I’m so tired. Everything hurts. All I want is to have something to channel all this pain and anger into, and Kaelis is an exceptional target for that.

“I don’t even know who she is.” Kaelis shrugs and steps away, as if he genuinely doesn’t know. I don’t believe it for a second. Not when he views all of the academy as his precious domain. It takes my mood from sour to outright venomous.

“ Arina. ” I repeat my sister’s name and take a step toward him. “The one who you forced me to confess was helping me steal supplies from the academy.” Who, I know now, ran. But I don’t say so.

“Ah, yes.” Such condescension in so few sounds. “ You were stealing from me, and you’re going to try to make it sound like I’m the one in the wrong?”

I don’t take his bait, staying focused on my sister.

Fortunately, it seems Kaelis didn’t know her well enough to see the familial similarities in the shape of our eyes or the color and texture of our hair.

“She should be a second year, and she’s not here.

” I wonder if he’s dodging the answer because it’d amount to admitting people can escape the academy.

“Perhaps the people you thought you could depend on are not as loyal as you imagined. You were in Halazar a long time; they might have thought you abandoned them and they moved on.” The way he says it…

it’s as though leaving them behind was my choice.

My heart hammers, and soon my ears are ringing from the rushing blood.

It’s taking all my might not to throw another fist at his face. Usually I’d prefer more elegant means of retaliation against someone threatening or insulting me and my loved ones. But, seeing as I’m not armed with cards at present…I’ll resort to what I must. My self-control is hanging by a thread.

“I. Don’t. Abandon. People.” I barely get the words out through gritted teeth.

A glint in his eyes makes me step back and relax, my walls quickly coming up. Exhaustion made me hasty. Clumsy. But it’s too late. He’s too clever not to realize the root of my anger—my hurt.

“But they abandon you. ” The words are searing hot needles pressing between my ribs and into the most delicate parts of my heart.

The deepest fear I never want anyone to see…

least of all him. Kaelis continues before I can think of any retort.

“Now, we must return to the main hall.” He offers his elbow.

“I’d rather eat glass.”

“It’s not glass you’ll have to eat, but whatever they serve you in Halazar.” His lips twitch into a smirk. I dip my chin and glower up at him. “Let’s drop the pretense; you don’t have a choice, Clara. Enough resisting.”

He pauses for emphasis. For the first time, I contain my anger and don’t rise to his goading. Approval shines in his eyes, as if I am a pet he’s taught a new trick.

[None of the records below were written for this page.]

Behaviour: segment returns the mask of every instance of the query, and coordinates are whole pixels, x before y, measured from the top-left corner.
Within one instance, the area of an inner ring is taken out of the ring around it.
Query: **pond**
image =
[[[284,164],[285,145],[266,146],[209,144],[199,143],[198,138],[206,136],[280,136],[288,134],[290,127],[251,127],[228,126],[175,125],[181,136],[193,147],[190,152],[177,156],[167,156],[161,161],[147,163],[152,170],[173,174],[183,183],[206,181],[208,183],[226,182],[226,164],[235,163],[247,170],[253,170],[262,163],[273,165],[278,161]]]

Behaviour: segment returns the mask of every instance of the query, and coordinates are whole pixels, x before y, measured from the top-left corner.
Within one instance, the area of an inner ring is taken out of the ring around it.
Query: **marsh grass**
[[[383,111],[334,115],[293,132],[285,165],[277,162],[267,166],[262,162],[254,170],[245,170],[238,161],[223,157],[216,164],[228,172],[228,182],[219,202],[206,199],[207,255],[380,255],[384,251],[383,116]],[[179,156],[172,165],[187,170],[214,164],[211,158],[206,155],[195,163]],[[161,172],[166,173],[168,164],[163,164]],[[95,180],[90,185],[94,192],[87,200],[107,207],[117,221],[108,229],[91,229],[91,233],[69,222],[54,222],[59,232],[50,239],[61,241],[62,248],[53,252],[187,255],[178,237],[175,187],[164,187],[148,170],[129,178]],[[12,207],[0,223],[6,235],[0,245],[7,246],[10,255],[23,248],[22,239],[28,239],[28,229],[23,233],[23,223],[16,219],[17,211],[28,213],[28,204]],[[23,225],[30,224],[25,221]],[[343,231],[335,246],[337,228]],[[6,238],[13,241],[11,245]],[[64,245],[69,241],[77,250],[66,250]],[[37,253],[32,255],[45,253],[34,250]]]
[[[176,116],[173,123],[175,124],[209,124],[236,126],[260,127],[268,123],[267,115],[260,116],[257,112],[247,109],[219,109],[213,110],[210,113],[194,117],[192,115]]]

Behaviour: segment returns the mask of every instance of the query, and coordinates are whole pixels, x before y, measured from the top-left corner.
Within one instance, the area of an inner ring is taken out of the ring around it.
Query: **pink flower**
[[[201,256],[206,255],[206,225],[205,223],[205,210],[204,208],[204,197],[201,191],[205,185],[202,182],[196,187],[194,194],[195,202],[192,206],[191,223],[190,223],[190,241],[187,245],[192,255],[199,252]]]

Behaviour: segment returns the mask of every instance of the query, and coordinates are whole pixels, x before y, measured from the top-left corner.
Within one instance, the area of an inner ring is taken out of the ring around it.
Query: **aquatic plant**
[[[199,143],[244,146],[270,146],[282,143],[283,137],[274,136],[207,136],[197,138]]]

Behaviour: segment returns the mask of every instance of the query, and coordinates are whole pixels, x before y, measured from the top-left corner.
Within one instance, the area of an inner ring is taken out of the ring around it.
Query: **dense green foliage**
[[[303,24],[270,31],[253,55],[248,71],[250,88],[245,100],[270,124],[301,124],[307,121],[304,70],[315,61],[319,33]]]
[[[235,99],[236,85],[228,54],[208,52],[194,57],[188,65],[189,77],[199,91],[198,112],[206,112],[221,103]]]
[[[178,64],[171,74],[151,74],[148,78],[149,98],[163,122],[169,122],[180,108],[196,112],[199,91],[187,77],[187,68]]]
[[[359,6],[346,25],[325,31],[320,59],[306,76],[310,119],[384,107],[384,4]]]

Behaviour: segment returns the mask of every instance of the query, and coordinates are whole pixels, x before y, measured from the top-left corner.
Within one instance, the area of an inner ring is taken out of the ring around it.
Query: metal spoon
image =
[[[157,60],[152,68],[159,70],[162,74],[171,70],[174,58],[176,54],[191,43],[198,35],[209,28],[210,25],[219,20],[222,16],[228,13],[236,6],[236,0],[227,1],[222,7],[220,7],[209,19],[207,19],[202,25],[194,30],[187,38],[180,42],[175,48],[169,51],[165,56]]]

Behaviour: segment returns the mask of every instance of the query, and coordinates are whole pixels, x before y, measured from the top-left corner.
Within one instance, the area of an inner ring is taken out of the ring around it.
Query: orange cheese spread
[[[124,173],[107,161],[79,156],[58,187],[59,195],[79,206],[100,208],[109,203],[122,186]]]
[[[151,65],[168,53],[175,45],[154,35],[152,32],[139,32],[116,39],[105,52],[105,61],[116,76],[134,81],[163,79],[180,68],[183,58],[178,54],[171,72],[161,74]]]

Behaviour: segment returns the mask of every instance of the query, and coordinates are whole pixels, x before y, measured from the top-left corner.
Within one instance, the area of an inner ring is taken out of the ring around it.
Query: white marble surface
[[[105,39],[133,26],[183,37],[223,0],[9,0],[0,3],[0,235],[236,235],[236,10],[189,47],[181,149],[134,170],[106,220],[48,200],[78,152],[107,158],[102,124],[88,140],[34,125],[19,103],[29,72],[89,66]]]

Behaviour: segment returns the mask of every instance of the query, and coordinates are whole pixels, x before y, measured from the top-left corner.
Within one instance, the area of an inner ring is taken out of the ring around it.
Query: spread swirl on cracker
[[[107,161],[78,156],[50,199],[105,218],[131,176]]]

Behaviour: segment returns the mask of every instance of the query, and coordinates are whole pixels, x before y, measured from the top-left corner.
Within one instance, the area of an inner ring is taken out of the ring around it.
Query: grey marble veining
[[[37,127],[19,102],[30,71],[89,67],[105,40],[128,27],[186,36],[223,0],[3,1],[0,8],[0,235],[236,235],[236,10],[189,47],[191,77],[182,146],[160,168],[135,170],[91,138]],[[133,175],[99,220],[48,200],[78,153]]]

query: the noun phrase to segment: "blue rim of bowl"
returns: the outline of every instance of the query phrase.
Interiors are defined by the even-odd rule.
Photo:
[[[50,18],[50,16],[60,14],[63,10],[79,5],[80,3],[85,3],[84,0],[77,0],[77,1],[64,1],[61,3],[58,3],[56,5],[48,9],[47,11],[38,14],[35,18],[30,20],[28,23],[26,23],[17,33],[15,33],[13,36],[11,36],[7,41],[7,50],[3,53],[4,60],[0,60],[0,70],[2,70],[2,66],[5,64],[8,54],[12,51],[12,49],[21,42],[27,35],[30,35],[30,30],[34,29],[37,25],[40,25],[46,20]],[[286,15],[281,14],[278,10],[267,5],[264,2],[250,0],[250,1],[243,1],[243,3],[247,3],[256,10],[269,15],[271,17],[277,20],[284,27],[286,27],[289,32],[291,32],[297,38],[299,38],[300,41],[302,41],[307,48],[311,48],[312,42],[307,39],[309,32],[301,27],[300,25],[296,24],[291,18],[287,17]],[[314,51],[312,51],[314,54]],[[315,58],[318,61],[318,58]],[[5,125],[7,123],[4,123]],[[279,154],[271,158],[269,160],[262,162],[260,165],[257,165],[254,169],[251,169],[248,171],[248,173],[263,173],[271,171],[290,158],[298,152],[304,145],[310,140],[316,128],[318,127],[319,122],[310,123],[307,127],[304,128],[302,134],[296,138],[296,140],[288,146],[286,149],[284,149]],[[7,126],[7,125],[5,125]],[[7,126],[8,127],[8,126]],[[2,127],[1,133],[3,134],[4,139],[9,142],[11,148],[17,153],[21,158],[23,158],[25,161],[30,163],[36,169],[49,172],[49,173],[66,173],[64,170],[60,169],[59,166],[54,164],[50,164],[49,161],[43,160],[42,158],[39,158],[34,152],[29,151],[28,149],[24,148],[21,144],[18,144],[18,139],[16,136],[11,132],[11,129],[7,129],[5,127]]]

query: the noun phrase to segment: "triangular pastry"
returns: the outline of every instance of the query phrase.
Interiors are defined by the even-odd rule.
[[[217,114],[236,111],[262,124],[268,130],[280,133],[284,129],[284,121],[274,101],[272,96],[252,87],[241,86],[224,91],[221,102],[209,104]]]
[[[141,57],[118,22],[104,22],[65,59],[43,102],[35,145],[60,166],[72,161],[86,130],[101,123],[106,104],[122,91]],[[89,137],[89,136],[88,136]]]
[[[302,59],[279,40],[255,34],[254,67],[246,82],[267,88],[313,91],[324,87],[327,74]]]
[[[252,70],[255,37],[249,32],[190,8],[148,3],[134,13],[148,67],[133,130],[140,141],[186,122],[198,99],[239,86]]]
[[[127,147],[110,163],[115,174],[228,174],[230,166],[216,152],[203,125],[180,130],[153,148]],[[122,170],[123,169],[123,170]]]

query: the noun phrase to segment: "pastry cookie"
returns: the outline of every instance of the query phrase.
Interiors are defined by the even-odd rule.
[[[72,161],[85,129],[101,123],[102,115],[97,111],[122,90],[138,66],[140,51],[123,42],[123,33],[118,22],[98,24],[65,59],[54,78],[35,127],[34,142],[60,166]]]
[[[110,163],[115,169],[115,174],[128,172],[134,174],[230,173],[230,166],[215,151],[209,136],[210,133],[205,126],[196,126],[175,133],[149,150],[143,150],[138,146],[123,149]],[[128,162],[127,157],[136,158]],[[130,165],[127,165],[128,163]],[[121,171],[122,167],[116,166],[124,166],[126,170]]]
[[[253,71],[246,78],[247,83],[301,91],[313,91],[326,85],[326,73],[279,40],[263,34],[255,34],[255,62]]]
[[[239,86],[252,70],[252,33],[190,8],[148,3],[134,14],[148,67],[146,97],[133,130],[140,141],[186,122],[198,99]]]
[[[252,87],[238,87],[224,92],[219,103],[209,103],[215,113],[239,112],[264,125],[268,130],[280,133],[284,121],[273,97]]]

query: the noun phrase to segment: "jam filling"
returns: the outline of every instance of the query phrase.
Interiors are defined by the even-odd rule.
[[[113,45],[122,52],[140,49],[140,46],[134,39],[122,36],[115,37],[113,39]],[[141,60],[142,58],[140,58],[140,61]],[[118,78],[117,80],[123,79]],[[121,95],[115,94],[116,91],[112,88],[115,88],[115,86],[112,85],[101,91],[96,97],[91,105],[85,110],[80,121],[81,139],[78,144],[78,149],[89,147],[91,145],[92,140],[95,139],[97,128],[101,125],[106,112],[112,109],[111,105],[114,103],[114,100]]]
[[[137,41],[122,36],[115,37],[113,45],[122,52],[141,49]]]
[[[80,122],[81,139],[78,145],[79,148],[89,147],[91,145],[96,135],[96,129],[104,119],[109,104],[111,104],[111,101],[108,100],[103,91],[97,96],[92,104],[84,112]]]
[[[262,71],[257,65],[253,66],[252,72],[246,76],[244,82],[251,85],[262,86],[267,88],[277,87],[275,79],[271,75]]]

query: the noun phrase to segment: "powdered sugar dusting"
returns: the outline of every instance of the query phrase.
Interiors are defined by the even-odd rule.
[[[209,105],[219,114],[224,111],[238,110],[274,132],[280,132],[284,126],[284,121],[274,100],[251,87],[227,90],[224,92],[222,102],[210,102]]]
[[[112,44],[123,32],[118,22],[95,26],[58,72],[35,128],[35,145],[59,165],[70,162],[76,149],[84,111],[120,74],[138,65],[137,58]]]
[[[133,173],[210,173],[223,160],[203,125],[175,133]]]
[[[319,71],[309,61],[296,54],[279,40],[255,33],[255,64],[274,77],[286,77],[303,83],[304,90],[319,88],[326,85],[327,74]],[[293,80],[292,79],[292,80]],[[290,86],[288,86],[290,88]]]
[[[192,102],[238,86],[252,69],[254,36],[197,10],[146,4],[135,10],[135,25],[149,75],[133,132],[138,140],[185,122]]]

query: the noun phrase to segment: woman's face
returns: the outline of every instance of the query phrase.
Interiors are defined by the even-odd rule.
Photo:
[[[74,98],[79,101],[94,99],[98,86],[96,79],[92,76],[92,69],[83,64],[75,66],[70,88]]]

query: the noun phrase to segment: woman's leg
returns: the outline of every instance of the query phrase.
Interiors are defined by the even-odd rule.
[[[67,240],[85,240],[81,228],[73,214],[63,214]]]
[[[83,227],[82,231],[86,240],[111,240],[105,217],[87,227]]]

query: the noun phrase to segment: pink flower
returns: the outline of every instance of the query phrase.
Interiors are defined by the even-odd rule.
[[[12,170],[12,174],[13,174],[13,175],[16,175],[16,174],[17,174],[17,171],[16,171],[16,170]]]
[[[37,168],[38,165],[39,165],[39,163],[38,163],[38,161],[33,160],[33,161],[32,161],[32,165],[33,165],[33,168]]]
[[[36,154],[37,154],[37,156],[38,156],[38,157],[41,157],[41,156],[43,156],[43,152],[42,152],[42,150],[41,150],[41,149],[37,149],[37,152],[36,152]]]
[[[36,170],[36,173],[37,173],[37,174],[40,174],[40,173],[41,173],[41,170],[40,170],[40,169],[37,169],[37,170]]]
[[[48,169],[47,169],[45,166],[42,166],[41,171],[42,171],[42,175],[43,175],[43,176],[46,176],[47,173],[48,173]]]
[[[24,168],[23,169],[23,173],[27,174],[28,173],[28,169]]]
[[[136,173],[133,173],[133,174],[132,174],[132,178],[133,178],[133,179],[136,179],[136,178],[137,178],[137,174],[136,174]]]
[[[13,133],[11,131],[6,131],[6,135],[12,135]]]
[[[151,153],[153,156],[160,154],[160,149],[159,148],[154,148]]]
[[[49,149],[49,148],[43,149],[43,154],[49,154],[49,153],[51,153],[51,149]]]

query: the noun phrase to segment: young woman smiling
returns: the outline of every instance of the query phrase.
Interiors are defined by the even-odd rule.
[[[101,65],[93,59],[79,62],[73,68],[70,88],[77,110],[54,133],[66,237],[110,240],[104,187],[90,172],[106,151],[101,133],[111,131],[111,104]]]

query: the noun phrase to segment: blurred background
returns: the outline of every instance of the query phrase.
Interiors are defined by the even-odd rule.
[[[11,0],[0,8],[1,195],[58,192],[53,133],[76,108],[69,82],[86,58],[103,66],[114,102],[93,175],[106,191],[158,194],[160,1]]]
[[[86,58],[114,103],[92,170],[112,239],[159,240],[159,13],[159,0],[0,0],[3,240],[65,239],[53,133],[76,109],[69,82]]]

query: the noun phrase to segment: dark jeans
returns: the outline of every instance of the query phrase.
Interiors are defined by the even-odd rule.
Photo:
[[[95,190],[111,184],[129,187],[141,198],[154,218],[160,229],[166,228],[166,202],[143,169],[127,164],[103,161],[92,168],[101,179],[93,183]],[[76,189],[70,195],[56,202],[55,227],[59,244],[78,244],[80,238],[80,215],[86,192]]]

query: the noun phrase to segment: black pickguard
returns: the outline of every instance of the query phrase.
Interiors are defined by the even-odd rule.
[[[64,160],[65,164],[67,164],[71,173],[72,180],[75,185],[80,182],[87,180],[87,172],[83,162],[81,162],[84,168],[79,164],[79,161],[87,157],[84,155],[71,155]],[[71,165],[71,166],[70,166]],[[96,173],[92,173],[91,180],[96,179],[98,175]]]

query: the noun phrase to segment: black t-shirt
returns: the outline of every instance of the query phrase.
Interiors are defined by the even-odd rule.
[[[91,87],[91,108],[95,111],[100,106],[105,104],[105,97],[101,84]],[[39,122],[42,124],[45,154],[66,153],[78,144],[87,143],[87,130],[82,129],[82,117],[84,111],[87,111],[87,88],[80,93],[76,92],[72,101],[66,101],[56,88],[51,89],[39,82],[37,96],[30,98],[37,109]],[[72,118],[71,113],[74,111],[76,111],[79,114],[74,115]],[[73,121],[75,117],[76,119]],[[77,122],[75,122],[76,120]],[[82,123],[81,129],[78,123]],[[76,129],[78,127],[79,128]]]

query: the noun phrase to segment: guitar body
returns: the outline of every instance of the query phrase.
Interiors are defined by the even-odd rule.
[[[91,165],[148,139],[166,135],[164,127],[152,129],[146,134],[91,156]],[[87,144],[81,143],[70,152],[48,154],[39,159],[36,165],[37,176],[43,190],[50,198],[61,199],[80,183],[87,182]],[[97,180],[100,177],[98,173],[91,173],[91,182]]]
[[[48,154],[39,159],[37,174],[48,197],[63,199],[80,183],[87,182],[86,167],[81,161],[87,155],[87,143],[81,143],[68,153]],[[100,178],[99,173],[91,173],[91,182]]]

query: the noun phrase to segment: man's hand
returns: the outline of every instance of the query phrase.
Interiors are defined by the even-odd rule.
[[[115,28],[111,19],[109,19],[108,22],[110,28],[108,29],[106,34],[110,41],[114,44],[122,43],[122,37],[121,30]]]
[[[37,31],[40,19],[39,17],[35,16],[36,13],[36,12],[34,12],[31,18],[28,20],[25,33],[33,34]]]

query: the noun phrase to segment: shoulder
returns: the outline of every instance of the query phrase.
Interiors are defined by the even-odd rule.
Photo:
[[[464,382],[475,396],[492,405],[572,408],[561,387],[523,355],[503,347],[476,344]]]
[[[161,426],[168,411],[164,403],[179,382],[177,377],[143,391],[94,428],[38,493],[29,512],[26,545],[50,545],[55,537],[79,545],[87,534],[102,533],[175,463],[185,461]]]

“Now, take my elbow.” Every word is emphasized.

Reluctantly, I do.

“Good girl.”

I refrain from demanding more information about Arina as he escorts me out.

He’s not going to tell me, and pressing further would only show more weakness and give him more carrots to dangle in front of me that he’d never actually let me have.

I’ll have to find out what happened to her on my own.

Hopefully, she made it out and is giving Ravin and his enforcers headaches back in Eclipse City.

Kaelis pauses at the door and makes a show of locking it behind us.

There’s a flash of magic, but I don’t recognize the card.

The man already correctly assumed that I’d want to return to gather whatever information I could about the machine, regardless of his warnings.

He glances in my direction, looking for a reaction. I give him nothing.

We’re just about back to the main hall when the three Halazar guards enter the passage we’re on from a side door. I freeze in my tracks.

“Keep walking,” Kaelis commands under his breath.

I try, but my feet won’t move. My head is spinning. Kaelis’s biceps and forearm tense around my hand as if trying to anchor me, like he can sense my immediate need to bolt again.

“I have you.” It’s almost reassuring, even from him.

I’m just about to ask if we can take any other route when the guards turn in our direction. Savan’s eyes lock with mine once more. But this time I can’t run. Kaelis takes a step forward, and I have no choice but to follow him to my own demise.

“ You. ” That’s all the Halazar guard says before charging toward me.